GIS showcases mapping technology

Seven local businessmen spoke to students in the Great Hall for Pierce College’s first annual Geographical Information System (GIS) Day Tuesday, Nov. 15.

 

GIS is a system that combines handheld devices and computer software to store, analyze and track geographically referenced data.

 

“GIS can be used in many fields like crime mapping, social sciences, physical science or planning,” said Daniel Waktola, adjunct instructor of Geographical Sciences. “People are interested in visuals and don’t want to have to read too many things so this displays it all on one screen.”

 

When city developers plan new projects, much of the decision-making process includes the use of GIS to map any natural hazards in order to build on safe land.

 

Although it may sound complicated, this system is designed to be as user-friendly as using a cell phone.

 

“You can use it to aggregate a ton of information,” said Chris Kemp of Fugro World Wide.

 

Some of the topics covered during the presentations included: how GIS is used in County Government, how GIS applications can be used for Earthquake Hazards.

 

Kemp touched on the subject of Los Angeles County’s possibility of building a high-speed rail.

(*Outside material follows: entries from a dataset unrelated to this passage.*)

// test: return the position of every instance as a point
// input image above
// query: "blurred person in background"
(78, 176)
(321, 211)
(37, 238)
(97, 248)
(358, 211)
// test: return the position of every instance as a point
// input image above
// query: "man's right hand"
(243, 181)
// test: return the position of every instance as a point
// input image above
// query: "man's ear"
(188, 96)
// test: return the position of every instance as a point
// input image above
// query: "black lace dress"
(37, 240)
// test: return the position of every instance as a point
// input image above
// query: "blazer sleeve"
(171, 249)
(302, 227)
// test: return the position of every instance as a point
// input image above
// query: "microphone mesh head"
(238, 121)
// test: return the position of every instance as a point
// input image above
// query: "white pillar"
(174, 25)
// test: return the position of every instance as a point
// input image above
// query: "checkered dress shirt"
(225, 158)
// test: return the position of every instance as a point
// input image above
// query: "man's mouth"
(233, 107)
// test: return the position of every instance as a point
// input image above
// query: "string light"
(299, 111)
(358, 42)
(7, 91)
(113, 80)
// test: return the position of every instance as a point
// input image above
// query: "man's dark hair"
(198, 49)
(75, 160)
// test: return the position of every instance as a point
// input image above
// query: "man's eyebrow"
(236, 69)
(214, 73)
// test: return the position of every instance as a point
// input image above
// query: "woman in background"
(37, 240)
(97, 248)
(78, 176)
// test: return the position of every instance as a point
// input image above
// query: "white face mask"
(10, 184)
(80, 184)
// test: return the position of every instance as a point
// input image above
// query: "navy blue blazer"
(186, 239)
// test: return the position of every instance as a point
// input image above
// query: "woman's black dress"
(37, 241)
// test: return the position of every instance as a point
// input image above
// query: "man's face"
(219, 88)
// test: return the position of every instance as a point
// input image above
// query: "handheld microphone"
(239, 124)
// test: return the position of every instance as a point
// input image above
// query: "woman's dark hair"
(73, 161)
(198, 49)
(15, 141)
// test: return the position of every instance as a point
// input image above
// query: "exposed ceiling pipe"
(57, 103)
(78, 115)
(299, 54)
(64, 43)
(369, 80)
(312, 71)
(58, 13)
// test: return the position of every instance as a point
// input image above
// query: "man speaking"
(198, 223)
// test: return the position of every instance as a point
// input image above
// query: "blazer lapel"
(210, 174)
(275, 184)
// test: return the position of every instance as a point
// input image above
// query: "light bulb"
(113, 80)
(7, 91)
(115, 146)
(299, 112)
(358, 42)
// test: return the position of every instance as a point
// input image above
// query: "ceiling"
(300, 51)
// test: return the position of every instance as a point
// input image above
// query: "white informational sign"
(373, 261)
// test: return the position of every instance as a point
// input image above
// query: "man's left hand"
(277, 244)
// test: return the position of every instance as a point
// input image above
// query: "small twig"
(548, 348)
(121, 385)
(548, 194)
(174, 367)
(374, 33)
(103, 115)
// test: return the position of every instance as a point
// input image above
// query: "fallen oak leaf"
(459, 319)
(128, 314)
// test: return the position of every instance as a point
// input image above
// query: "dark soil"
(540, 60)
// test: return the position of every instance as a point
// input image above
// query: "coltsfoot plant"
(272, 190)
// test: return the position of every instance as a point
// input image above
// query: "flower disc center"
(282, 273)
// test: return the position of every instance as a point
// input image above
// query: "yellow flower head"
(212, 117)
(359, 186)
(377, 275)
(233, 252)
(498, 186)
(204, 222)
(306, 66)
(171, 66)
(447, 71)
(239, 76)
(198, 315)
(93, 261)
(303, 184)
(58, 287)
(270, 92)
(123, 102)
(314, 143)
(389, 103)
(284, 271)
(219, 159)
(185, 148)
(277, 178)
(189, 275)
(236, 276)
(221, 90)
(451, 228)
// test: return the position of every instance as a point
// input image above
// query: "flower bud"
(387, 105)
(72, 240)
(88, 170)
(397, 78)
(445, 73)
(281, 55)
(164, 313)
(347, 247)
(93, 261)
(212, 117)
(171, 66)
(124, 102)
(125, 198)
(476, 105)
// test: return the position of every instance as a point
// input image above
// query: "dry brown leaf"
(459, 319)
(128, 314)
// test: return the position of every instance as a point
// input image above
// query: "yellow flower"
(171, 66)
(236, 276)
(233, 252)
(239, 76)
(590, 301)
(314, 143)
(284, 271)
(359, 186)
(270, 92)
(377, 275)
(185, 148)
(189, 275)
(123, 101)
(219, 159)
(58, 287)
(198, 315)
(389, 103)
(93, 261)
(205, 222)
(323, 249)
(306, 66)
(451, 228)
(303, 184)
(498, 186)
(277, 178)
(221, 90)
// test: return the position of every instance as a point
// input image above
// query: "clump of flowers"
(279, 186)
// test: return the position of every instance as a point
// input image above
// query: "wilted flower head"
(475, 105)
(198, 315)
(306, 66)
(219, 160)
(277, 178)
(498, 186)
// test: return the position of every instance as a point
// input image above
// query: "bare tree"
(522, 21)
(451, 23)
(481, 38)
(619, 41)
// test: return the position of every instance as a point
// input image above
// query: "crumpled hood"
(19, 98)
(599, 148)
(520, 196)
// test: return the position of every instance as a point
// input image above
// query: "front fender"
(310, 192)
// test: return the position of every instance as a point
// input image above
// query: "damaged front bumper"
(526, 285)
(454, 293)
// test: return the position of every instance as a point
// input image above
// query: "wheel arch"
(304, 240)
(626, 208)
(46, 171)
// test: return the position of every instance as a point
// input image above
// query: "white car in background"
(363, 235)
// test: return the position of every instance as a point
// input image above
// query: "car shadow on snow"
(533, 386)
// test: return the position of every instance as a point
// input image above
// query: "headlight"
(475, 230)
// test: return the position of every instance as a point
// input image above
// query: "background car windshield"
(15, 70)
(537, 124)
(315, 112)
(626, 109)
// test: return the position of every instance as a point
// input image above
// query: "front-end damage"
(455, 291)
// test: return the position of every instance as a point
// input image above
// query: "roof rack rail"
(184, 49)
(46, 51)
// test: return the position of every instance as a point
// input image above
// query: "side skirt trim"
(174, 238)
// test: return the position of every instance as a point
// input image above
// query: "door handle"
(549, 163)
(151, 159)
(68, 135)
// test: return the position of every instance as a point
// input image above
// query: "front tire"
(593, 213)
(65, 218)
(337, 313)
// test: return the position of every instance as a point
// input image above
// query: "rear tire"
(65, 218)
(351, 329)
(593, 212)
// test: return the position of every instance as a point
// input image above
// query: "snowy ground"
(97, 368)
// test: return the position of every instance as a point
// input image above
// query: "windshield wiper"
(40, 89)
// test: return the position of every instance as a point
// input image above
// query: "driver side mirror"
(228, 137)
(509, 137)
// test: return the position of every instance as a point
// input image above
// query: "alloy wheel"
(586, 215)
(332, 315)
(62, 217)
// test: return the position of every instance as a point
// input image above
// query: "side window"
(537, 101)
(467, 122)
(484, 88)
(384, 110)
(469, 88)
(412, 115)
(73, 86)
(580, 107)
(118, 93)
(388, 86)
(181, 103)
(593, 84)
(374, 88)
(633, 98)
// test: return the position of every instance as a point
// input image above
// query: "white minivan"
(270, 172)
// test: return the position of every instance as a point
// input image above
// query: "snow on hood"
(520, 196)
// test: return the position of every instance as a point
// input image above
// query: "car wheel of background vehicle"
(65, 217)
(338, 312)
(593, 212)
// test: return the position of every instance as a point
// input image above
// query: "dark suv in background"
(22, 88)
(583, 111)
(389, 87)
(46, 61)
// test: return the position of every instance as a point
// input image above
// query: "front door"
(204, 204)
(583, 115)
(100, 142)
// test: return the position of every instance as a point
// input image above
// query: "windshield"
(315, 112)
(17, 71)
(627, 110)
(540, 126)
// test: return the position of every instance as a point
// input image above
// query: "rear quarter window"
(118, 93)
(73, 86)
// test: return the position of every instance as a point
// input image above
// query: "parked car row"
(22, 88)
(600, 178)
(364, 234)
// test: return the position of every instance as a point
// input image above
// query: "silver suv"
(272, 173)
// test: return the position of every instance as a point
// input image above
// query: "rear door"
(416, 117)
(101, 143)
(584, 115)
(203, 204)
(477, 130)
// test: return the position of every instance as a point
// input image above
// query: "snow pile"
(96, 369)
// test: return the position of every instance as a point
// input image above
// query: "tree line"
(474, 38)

He said that much of the decision would be based on the cost of land, and the location of the San Andreas Fault.

 

Many students attended the event to receive extra credit for their geography classes like Brian Brillantes, whose birthday fell on the same day as GIS Day.

 

“I came in to see my professor, Jason Finley, do a presentation,” said Brillantes, 21. “I happened to learn new things and that it’s kind of like Google Maps and MapQuest.”

 

When asked about the turn out of the event, Professor of Geographical Sciences Adrian Youhanna smiled and said, “It’s been really positive, the presentations have been really informative and we’re hoping the students are getting a sense of what GIS is for.

 

“I’m grateful for the staff, faculty and students that stopped by, and a big thanks to the financial support of the ASO (Associated Students Organization).”